Coming into the 2022 MotoGP season, Ducati made a series of significant last-minute revisions to the spec of its Desmosedici – revisions that contributed to a rocky start to Pecco Bagnaia’s championship charge.
But with the damage from that rocky start – in which Bagnaia finished no better than fifth in the first five races – mitigated and a world title in hand, it seems that the lessons of that difficult development period are being taken on board.
That means a new approach to the way in which Ducati is preparing for the coming 2023 season and a bike that’s going to feature little in the way of radical change.
This time last year, the impression was that the GP22 was an evolution of the previous bike – but we know now that wasn’t quite the case, thanks in part to a two-year development ban imposed by the COVID-19 pandemic.
With manufacturers unable to change engine specs from the one locked in for 2020 until the start of last season, the characteristic of the final design selected for 2022 wasn’t quite the right one – forcing a last-minute spec change for Bagnaia and factory team-mate Jack Miller, who went back onto an older spec. But the two Pramac riders and VR46’s Luca Marini had to keep the new one.
The end result might have been successful, but it also ate into Ducati’s limited testing time and forced Bagnaia to start the season on the back foot, something that prompted an apology from the team after he aired his grievances with how Ducati had put together its testing programme.
“In the past, it wasn’t like this,” Bagnaia explained after crashing out of the season opener in Qatar, where he scored zero points after falling and wiping out fellow Ducati rider Jorge Martin. “You had satellite teams, independent teams, who worked more on these things.
“I am not a tester. I am here to win. I am here to concentrate on riding in the best way possible, and looking at the testing we only had five days of it and we should use them to test, not the race weekend.
“The setting was not OK for the track, the electronics weren’t OK. We weren’t ready.”
Speaking exclusively to The Race after the Qatar race, won by Bagnaia’s new 2023 team-mate Enea Bastianini on an older 2021-spec bike, factory Ducati team manager Davide Tardozzi acknowledged “it was our fault, not Pecco’s”.
And, it seems that a lesson has been learned, even though Tardozzi told MotoGP.com after the conclusion of the 2022 season that Ducati was wary of rivals “making a huge step”.
“We think we have a competitive bike, we don’t to make a revolution, we want to just make a slight evolution,” he conceded.
“It’s always difficult to improve a very competitive bike,” said Ducati sporting director Paolo Ciabatti. “The current 22-21 Desmosedici was a really competitive bike.”
And though Ducati chiefs did also talk about various areas of improvement, namely aerodynamics and turning, it appears 2023’s machine, once its spec is more or less set in stone, will indeed stand as a true evolution of Ducati’s first title-winner in 15 years.

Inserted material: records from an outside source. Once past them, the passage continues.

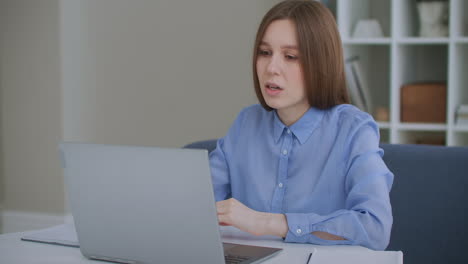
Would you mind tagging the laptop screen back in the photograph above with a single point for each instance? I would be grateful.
(141, 204)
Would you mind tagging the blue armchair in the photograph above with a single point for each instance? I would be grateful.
(429, 201)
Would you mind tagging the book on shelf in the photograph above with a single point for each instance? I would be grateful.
(357, 85)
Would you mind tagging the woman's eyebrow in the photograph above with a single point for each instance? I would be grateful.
(264, 43)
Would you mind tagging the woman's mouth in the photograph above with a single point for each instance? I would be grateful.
(273, 89)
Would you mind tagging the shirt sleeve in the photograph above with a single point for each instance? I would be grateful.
(367, 218)
(220, 172)
(219, 159)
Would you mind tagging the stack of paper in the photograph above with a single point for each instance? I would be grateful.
(64, 235)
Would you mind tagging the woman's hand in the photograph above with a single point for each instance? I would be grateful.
(231, 212)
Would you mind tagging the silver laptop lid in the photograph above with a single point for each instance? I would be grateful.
(142, 204)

This was the suggestion from Bagnaia as he pulled the covers off it at the team’s launch event in Italy – and very much in line with his wishes as he attempts to get his title defence off to a much better start than his winning season.
“My confidence with Gigi [Dall’Igna, tech chief], my trust in all the engineers, is 100%. If they decide to do something, then I’ll go for it,” he said.
“But last year, sincerely, was a bit tough, because we were riding with a bike that was incredible, the 2021 bike was incredible – Enea knows very well about this – and when I started the test with the new bike I was a bit lost.
“Things that I was doing better the year before were impossible to replicate. I asked them in Qatar to stop a bit, to return as much as possible to the old bike, and in that moment we started to work so much better.
“It was different, because it was two years with the same bike, so all the ideas of those two years were on that bike, and I think it [the GP22] needed more time to develop because it was a big, big step.
“This year is not a revolution, just a little evolution of last year’s bike, and I’m confident that the first approach in Valencia was good, was competitive already.”